Stimuli-responsive fusion and fission are widely observed in both bio-organizations and artificial molecular assemblies. However, the design of a system with structure and property persistence during repeated fusion and fission remains challenging. We show reversible fusion and fission of wet-spun graphene oxide (GO) fibers, in which a number of macroscopic fibers can fuse into a thicker one and can also separate into original individual fibers under stimulation of solvents.
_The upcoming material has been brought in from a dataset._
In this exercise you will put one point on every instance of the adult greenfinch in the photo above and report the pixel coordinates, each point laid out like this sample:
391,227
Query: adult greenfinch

The dynamic geometrical deformation of GO fiber shells, caused by solvent evaporation and infiltration, is the key to the reversible fusion-fission cycles. This principle is extended to implement flexible transitions between complex fiber assemblies and the inclusion or expulsion of guest compounds.

在生物组织和人工分子组装体中均广泛观察到刺激响应性融合和裂变。然而，在重复融合和裂变过程中具有结构和特性持久性的系统的设计仍然具有挑战性。我们显示了湿纺氧化石墨烯（GO）纤维的可逆融合和裂变，其中许多宏观纤维可以融合成一种较粗的纤维，也可以在溶剂的刺激下分离成原始的单个纤维。由溶剂蒸发和渗透引起的GO纤维壳的动态几何变形是可逆熔裂循环的关键。扩展该原理以实现复杂纤维组件之间的灵活过渡以及客体化合物的包含或排出。